Lino juga menyimpan keprihatinan lain terkait profesi insinyur yang menurutnya saat ini kurang diapresiasi.
“Profesi ini tidak bisa dibayar murah. Hal ini harus dikampanyekan, diperjuangkan sehingga profesi ini menjadi menarik buat orang banyak. Sayang sekali saat universitas sudah berhasil menjaring orang-orang yang bagus, menempuh pendidikan yang susah untuk menjadi insinyur, keluarnya nggak tertarik lagi bekerja dibidangnya karena profesi lain lebih menjanjikan. Kondisi ini sangat menyedihkan. Prihatin sekali saat bangsa sedang membutuhkan banyak insinyur, insinyur kita malah lebih senang berkarir dibidang lain karena gaji dan apresiasi yang lebih menjanjikan. Penghargaan yang rendah telah membuat banyak insinyur yang tidak setia pada profesinya. Kalau dihadapkan pada pilihan menjadi insinyur gajinya bintang 1 (satu) dengan kerja di bank dengan gaji bintang 5 (lima), iya semua orang akan memilih kerja di Bank. Selama bekerja sebagai insinyur sipil dibayar murah, sulit buat membuat mereka setia pada profesinya. Beda dengan insinyur jaman dulu. Dengan gelar insinyur, dulu mereka merupakan idola masyarakat dengan status atau kelas sosial yang tinggi, top class yang penghasilan secara ekonomi juga pantas. Jadi kalau mau memulihkan citra dan kecintaan pada bidang ini, tidak ada pilihan lain kecuali mau membayar insinyur lebih mahal, lebih pantas. Orang-orang yang lolos seleksi dan bisa lulus dari ITB kan orang-orang pintar, sayang jika talenta-talenta hebat ini nggak dikasih kesempatan. Jadi dalam kaitan ini para insinyur juga harus diberikan arena bermain, challenge agar kemampuan mereka terus meningkat, kalau nggak iya nanti hanya jadi insinyur kelas kambing saja.”

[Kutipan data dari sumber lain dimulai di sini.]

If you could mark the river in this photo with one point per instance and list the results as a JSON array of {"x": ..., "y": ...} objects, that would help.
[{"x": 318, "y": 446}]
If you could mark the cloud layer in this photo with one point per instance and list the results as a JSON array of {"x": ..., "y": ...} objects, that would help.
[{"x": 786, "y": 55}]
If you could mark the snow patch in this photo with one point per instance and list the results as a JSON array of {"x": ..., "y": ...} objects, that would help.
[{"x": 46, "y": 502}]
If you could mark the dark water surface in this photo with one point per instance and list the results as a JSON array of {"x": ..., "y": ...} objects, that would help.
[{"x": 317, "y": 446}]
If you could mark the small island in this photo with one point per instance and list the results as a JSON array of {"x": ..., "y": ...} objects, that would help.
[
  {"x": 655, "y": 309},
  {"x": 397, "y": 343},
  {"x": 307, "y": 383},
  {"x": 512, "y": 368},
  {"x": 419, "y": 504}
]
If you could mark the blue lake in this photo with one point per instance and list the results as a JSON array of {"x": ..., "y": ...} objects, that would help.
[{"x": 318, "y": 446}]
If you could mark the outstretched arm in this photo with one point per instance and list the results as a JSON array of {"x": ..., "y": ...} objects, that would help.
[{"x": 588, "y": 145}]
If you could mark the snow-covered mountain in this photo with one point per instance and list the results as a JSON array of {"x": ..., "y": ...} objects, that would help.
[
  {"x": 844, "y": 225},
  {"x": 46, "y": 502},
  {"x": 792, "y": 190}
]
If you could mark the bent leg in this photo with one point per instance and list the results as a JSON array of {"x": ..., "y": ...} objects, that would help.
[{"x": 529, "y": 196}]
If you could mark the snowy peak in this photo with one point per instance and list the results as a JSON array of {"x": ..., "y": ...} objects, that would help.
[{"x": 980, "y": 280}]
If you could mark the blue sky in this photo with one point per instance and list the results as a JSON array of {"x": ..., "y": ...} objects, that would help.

Begitulah sepenggal pembicaraan bersama seorang RJ Lino. Orang yang saat ini banyak dihujat oleh masyarakat luas karena predikatnya sebagai tersangka sebuah kasus yang disangkakan kepadanya. Diluar hal tersebut, impiannya yang begitu besar untuk kemajuan ekonomi Indonesia melalui pengembangan pelabuhan sangat menggebu di dalam hati dan pikirannya. Semoga Indonesia bisa menghargai jasa baik dari seorang seperti RJ Lino.